|By Sara K. Clarke, The Orlando Sentinel,
Fla.McClatchy-Tribune Regional News
September 22, 2009 - This year's summer season was the worst on record for Orlando-area hotels.
According to a survey released Monday, the Orlando hospitality market wrapped up the three-month season by filling only 58 percent of its available rooms in August, or 8.9percent fewer than in August 2008. That's the worst August on record since Smith Travel Research started keeping track in 1987. The June and July occupancy rates were also the worst for those months since the hotel-tracking company began conducting its local surveys.
And hotel operators were not able to make up for the empty rooms with higher prices: Room rates were down by double-digit percentages all summer compared with a year ago, including a 14.4 percent drop in August to an average $76.29 a night.
"Rooms that we rented last year for $50, we're now renting for $30," said Rizwan Saferali, owner of the Super 8 Kissimmee Suites on Vine Street. "At the end of the day, we're not really making anything."
Though the slack demand and steep discounts are great for deal-seeking travelers, they are causing continued pain for local hoteliers and Orlando's tourism-dependent economy. The slump in hotel use has already slowed the pace of downtown Orlando's public-venue construction projects, which are funded in part by a "resort tax" collected from visitors staying in hotels and other short-term lodgings.
The falloff in those tax collections has delayed construction of the $425 million performing-arts center, which will now be built in stages. And it has put off for a decade or more a planned $175 million renovation of the Florida Citrus Bowl. Only the new downtown arena is still on schedule.
"This is the worst I've ever seen it," said Scott Smith, a lodging professor in the University of Central Florida's Rosen College of Hospitality Management. "You look at the rate and how far the rate has dropped. ... That 14.4 percent change [in price from August 2008] shows that hoteliers are making drastic changes to react to market conditions."

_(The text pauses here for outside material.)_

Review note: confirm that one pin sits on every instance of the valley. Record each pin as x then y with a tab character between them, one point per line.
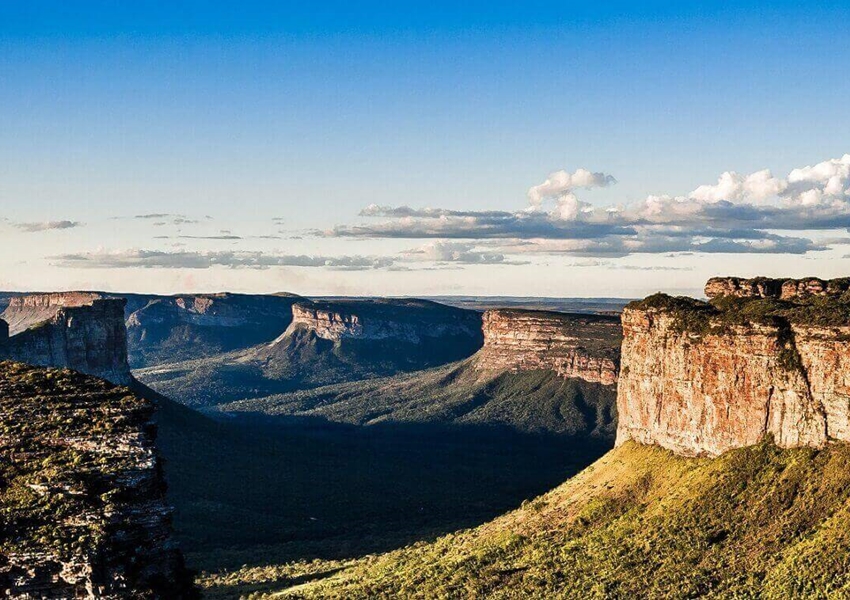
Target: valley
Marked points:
400	448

The average occupancy rate in Orlando was below that of the U.S. last month, but the bright spot in that comparison was that the local market didn't fall as far in the past year (8.9 percent) as the country overall (9.9 percent). Smith said that could be an indication that the steep discounts being offered in Orlando, and Florida generally, are at least drawing a few extra tourists here.
Jay Leonard, general manager of the Regal Sun Resort, said his hotel has had a "phenomenal three months" in terms of occupancy, but mainly because of special deals that put his guests in a hotel on Walt Disney World property for what they would have paid a year ago for an off-property room.
Even though many economists have already declared the current recession over, it could be months before hotels see a turnaround, those in the business said. Travel historically is one of the last segments to join an economic downturn, as many people stick to vacations planned in better days, but it's also one of the last to recover, as people wait for signs of recovery before booking trips for weeks or months down the road.
"For me, the number I look at is unemployment," said Saferali. "It's Main Street people. If they have jobs, they'll travel."
Unemployment is expected to remain stubbornly high and even climb a bit more before receding by the middle of next year.
"The hospitality industry always bounces back last relating to a recession," said Rich Maladecki, president of the Central Florida Hotel & Lodging Association.
Maladecki said he expects September's hotel report to also be the worst on record for that month -- worse even than September 2001, when the terrorist attacks grounded all air traffic for several days and triggered a long slump in travel.
"Unfortunately, we believe the hospitality industry will continue to suffer here in Central Florida over the next two, three months," he said.